Review by Graham Johnstone
The League of Extraordinary Gentlemen has a brilliant premise: what if all fictional characters could interact in a shared universe?
In the first volume set in 1898. Dracula survivor Mina Murray (aka Harker) assembled a “menagerie” of proto-superheroes, to protect the British Empire “in its hour of need”. Volume 2 continued the story of that team, after which creators Alan Moore and Kevin O’Neill supplied The Black Dossier, described by Moore as a sourcebook. This introduced the ‘Murray Group’ of Century 1910, with immortal transexual Orlando, gentleman thief A.J. Raffles, and occult detective Thomas Carnacki, joining survivors Mina, and Allan Quatermain. While the series should ideally be read in order, each of Century‘s three books satisfies as a self-contained novella, although they were subsequently merged in the single volume Century.
Moore ingeniously extends the characters within their fictional realities. This means that in Century 1910, Captain Nemo, already mature in the 1898 stories, is on his death bed, whereas Murray and Quatermain are now credibly ageless like Orlando. This enables the latter three to appear in subsequent chapters 1969, and 2009, completing a composite novel over the Century of the title.
Century 1910, then, opens with Carnacki amidst a dream of occultist Oliver Haddo and acolytes, plotting “a strange and terrible new aeon”. With the ominous Halley’s Comet coinciding with the impending coronation, the British establishment, represented by one Mr Bond, are glad of the Murray group’s input. The new characters lack the established appeal of departed members, Invisible Man and Mr Hyde, but Moore is adept at hooking the reader, before weaving the required orientation into the plot and dialogue (pictured, left). For example a premonitory dream introduces Carnacki, then a mission to his occultist club introduces the other team members, with Raffles appropriately stealing files, while the others fish for leads. As the team investigate the premonition, other events explode around them.
The book is stuffed with fascinating, if often obscure borrowed characters, like Norton ‘the prisoner of London’, who reappears in the 1969 and 2009 books. However, such intertextual references are like the easter eggs in films and games: an extra treat for those inclined to search for them.
Moore’s literary plundering extends beyond fantastic fiction, here channelling Bertolt Brecht’s Threepenny Opera, and its two most famous songs. Mack the Knife’s inspiration Macheath arrives at a dockside flophouse (pictured, right), where Nemo’s estranged daughter Janni Dakkar, works as a cleaner. This ingeniously mirrors the song Pirate Jenny. Readers may marvel at Moore’s brilliance, while struggling to follow this strand ‘sung’ in rhyming couplets over multiple word-balloons. It’s worth persevering, as this device creates Brecht’s ‘distancing effect’ from the traumatic events portrayed. These metaphorical pyrotechnics end in literal pyrotechnics, as Janni reengages spectacularly with the Nemo legacy, creating a powerful origin story that will drive spin-off series Nemo.

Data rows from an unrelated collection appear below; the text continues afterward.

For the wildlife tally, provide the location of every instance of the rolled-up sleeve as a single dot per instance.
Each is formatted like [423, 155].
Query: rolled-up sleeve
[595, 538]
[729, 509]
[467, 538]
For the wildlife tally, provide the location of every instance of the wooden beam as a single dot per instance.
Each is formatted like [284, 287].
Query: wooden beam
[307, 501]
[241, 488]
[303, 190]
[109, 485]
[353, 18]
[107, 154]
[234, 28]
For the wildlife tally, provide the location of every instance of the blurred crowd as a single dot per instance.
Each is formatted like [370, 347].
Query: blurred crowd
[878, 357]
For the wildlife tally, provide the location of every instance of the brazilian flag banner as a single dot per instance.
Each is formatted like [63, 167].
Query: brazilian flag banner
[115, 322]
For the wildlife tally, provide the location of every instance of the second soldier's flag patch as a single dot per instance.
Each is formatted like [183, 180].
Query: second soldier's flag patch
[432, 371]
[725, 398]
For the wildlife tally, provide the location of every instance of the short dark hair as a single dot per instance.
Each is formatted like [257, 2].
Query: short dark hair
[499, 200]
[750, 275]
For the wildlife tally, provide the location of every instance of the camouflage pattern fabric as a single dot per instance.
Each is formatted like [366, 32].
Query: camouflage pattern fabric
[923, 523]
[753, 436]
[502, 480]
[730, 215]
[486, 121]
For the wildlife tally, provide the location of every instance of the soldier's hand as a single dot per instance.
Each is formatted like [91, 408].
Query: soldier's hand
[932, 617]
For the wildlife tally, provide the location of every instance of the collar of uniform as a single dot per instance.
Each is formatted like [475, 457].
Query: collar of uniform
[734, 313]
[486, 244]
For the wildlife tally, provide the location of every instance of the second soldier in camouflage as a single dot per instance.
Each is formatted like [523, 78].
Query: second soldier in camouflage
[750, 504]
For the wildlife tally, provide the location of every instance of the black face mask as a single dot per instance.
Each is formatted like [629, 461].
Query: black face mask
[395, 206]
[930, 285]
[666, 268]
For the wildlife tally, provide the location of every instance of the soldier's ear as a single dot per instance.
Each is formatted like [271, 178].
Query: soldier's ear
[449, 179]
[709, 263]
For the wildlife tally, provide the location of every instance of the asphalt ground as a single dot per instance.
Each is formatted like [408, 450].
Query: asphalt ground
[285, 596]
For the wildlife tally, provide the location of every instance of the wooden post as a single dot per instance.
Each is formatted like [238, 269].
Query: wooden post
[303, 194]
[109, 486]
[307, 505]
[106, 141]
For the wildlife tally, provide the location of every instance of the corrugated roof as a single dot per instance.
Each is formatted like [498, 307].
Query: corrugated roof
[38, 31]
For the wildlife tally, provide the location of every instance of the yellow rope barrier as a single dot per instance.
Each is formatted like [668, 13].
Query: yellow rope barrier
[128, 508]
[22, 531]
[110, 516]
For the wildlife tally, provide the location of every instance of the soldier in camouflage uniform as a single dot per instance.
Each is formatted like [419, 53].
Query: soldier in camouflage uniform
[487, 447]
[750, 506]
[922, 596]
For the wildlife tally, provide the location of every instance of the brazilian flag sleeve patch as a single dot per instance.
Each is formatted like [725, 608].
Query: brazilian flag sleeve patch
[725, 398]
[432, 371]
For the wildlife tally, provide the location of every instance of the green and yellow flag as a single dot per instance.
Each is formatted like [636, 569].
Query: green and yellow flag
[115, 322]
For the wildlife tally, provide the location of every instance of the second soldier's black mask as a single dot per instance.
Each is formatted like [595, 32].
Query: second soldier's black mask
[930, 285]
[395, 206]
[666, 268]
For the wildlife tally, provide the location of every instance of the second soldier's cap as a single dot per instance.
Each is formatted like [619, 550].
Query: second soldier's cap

This adds up to a sometimes challenging, but ultimately satisfying graphic novella. Kevin O’Neill’s art is reliably brilliant, impressing on characters, action, props and settings, like their British Museum base (pictured left). Ben Dimagaliw’s radiant colours and restrained tonal modelling complement O’Neill’s stylish simplicity and artful inking.
The plot of Haddo and the prediction of a magical child continues into next book Century: 1969. All three parts were later combined as Century.